И я побежал к дяде Грише:

—   Здрасьте! Хочу написать о вас в газету!

—   А чего про меня писать?— испугался дядя Гри­ша.— Я ничего, я работаю. Сроки соблюдаю, на каче­ство жалоб нет.

—   Дядя Гриша, я и не собираюсь критиковать, на­оборот. Хочу написать о вашей жизни.

—   Чего про меня писать,— смутился дядя Гриша.— Живу без приключений. Живу и работаю. Работаю и живу.

—   Это замечательно! Как раз то, что мне надо. Нашу редакцию интересуют простые, скромные люди, такие, как вы.

—   Вот оно как!— удивился дядя Гриша.— Тогда, ко­нечно...

Мой очерк появился в газете через неделю. Назы­вался он — «Приметная неприметность». С восхищени­ем писал я, что дядя Гриша никогда не занимал ру­ководящих должностей, не искал популярности в спорте или на сцене, дальше нашего города в жизни не бы­вал, не писал писем и не получал их... Кому-то, заклю­чал я, дядя Гриша может показаться серой личностью, но это по-своему обаятельная серость...

В тот же день меня поздравили с удачным очер­ком и предложили сделать радиопередачу о Шуршалкине.

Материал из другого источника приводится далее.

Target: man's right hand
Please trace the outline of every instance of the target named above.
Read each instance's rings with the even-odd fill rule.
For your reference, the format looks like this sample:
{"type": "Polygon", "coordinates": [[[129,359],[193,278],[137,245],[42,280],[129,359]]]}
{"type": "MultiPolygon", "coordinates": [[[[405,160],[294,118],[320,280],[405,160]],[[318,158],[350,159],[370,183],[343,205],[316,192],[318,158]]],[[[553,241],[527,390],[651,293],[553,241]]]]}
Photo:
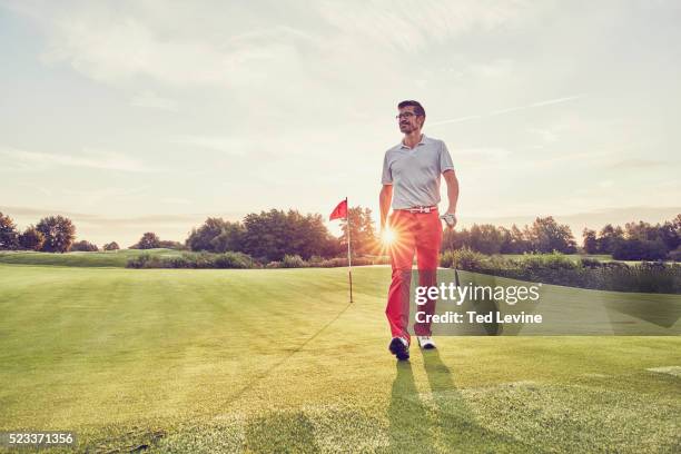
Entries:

В день передачи я с беспокойством уселся у репро­дуктора — как-никак Шуршалкин был моей находкой. Я очень боялся, что он будет мямлить, как в первой беседе со мной. Но дядя Гриша сумел перебороть при­родное смущение. С запинками, но в целом толково он сообщил, что никогда не совершал подвигов, не руко­водил, не искал популярности, не выезжал из города и не писал писем.

Еще через неделю Шуршалкин выступил в телеви­зионной передаче «Люди бывают разные». До него вы­ступали артист, токарь и художник. Артист, стесняясь, рассказал о своих гастролях за рубежом. Токарь про­бормотал про свое изобретение, дающее немалую эко­номию. Художник, стыдливо отведя взгляд от камеры, поведал, что его картина приобретена музеем. Шуршал­кин терпеливо дождался своей очереди и очень бойко доложил о том, как он не участвовал, не был и не совершал. Ведущий тепло поздравил дядю Гришу с та­кой очень цельной и по-своему интересной судьбой.

На какое-то время я потерял Шуршалкина из виду. Доходили слухи: то он выступал на открытии клуба книголюбов, то на вечере «Для тех, кому за тридцать», то где-то еще. Мне было приятно, что именно я открыл людям этого скромного человека.

Недавно я встретил его на общегородском собрании. Ссутулившись, он шел между рядами кресел, удивитель­но скромный и неприметный. Как ему, должно быть, неуютно здесь, среди известнейших людей города.